Intensive work continues on the construction of the first two LNG carriers ordered by the PGNiG Group (Polish Gas and Oil Company). The keel for the second vessel of this type has been laid. It is a milestone of the project, which means the formal start of the hull construction. According to PGNiG’s plans, the vessel will be named after Grażyna Gęsicka – Minister of Regional Development from 2005-to 2007.
The construction of the first ship, which will be named after President Lech Kaczyński, is more advanced. On June 4, as PGNiG’s official announcement stresses, the vessel moved out of the dry dock into the water. However, this does not mean that the construction of the gas carrier has already finished.
“First of all, the LNG tanks and the rest of the gas facility still have to be installed on the ship,” – PGNiG reports.
The ship will then undergo sea trials to assess whether it meets its design objectives, including speed and manoeuvrability. Finally, there will be gas tests. The official naming of the ship after Lech Kaczynski will only occur in the final stage of the construction of the gas carrier and, according to PGNiG, will take place in late autumn this year.
The gas carriers Lech Kaczynski and Grazyna Gesicka, which will enter into operation in 2023, are the first LNG vessels built specifically for PGNiG. In total, the PGNiG Group has signed charter agreements for eight such vessels, which PGNiG will charter from the Norwegian shipowner Knutsen OAS Shipping. Two more gas carriers will enter service in 2024, and in 2025 as many as four new vessels of this type will be commissioned.
All ships ordered for PGNiG will have a capacity of 174,000 cubic metres of liquefied natural gas. This amount of LNG corresponds to 100 million cubic metres of natural gas in a volatile state. PGNiG will use the gas carriers based on long-term charter contracts concluded with specialised shipping companies: Knutsen OAS Shipping and Maran Gas Maritime.

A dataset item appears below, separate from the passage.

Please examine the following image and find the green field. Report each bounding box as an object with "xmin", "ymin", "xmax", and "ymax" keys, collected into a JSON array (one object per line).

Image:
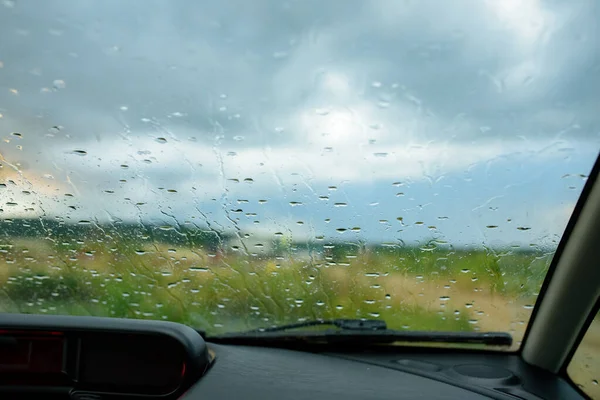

Notwithstanding this, PGNiG has decided to short-term charter three gas carriers already in use this year. This is in connection with PGNiG’s intensification of imports of liquefied natural gas to the Świnoujście gas port in response to Russian aggression against Ukraine and the crisis in the European gas market.
The Polish company aims to use almost the entire capacity of the LNG terminal in Świnoujście this year, which from 2022 can handle LNG cargoes equivalent to 6.2 bcm of natural gas after regasification. Furthermore, having its own gas carriers allows PGNiG to purchase gas directly at liquefaction terminals, which definitely broadens the possibility of acquiring LNG.
PGNiG’s fleet of LNG carriers will be used primarily to serve long-term contracts for purchasing liquefied natural gas from the U.S. The contracts signed so far with U.S. LNG producers provide for the supply of approx. Nine bcm of gas (after regasification), of which over seven bcm will be supplied in the free on board (FOB) formula, which means that the buyer is responsible for collecting the cargo from the liquefaction facility and transporting it onwards.